Hans Grundberg told the U.N. Security Council that he outlined ideas and options to the internationally recognized government and Houthi rebels and has been in constant contact with them on the issues that prevented an extension of the truce.

“And these discussions are making progress and they are ongoing,” he told reporters later.

Pressed on what the obstacles are, he refused to elaborate, stressing the need for discreet diplomacy and saying only: “We are seeing challenges in how to frame issues related to the economic matters such as the payment of salaries, and also broader issues which have an implication on the more long-term settlement of the conflict.”

The U.N.-backed truce initially took effect in April and raised hopes for a longer pause in fighting than six months.

Yemen's devastating conflict began in 2014, when the Iranian-backed Houthis seized the capital of Sanaa and much of northern Yemen and forced the government into exile.
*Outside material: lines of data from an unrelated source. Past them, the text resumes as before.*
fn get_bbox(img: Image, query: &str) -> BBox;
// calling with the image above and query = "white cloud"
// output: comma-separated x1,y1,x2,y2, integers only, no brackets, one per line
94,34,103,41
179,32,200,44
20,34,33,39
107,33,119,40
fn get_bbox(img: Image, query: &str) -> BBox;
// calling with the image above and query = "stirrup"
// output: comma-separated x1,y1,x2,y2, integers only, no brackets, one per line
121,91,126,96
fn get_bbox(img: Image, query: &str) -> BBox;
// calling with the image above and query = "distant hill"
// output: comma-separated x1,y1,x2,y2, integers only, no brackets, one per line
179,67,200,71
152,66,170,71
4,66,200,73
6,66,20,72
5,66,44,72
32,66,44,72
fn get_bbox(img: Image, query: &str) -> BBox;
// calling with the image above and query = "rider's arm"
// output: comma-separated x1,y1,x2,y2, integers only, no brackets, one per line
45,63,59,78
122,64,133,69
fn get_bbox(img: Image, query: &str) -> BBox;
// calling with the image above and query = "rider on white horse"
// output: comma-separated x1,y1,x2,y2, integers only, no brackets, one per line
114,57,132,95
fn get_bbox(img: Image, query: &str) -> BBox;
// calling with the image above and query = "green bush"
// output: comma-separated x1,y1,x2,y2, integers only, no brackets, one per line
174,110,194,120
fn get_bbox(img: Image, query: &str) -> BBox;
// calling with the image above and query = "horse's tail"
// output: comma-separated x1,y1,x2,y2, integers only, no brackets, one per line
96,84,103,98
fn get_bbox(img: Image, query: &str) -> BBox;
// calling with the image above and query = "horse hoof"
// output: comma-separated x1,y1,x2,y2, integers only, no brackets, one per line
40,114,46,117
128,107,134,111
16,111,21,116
A Saudi-led coalition including the United Arab Emirates intervened in 2015 to try to restore the internationally recognized government to power.

Grundberg told the council that in the seven weeks since the truce expired, “despite incidents of concern, we have fortunately not seen a return to full-fledged war.”

In recent weeks, however, he said the Houthis have attacked oil terminals and ports “with the aim of depriving the government of Yemen of its main source of revenue from exporting oil.”

Grundberg warned that these attacks “have significant economic repercussions,” undermine the welfare of the Yemeni people and “risk setting off a spiral of military and economic escalation, a pattern we have seen play out before over the course of Yemen’s war.”

While overall violence has only increased slightly since the six-month truce, he reported “a concerning uptick in incidents” with civilian casualties in Marib, which the Houthis have long attempted to seize, and in Yemen's third largest city, Taiz.

These attacks “demonstrate how fragile the situation remains and underscores, once more, the need for the parties to urgently reach an agreement to renew the truce,” he said.

Reena Ghelani, the operations director in the U.N. humanitarian office, told the council that earlier this month four displaced civilians were killed and at least five injured when a weapons storage facility exploded in Marib due to fighting, and in the last week of October shelling and sniper fire killed two civilians and injured eight others, many of them children, in Taiz.

She said land mines and unexploded ordnance continue to account for the largest number of civilian casualties, killing and injuring more than 164 people, including 74 children, between July and September.

Ghelani stressed that threats to civilians extend beyond the immediate impact of the war.

“Hunger continues to haunt more than half the population in Yemen, preying on the most vulnerable,” she said, and “17 million people still do not know where they will get their next meal.”

The delivery of aid has also been hampered over recent months, Ghelani said, because the Houthis have imposed restrictions that have especially impacted female staff and beneficiaries, “leaving us less room to operate.”

She said migrants and refugees also face dangers, with more than 50,000 migrants taking the perilous sea journey from the Horn of Africa to Yemen so far this year in search of a better life.

Ghelani said some never make it because of their flimsy and overcrowded vessels including a raft that sank last month leaving three people dead and 28 missing.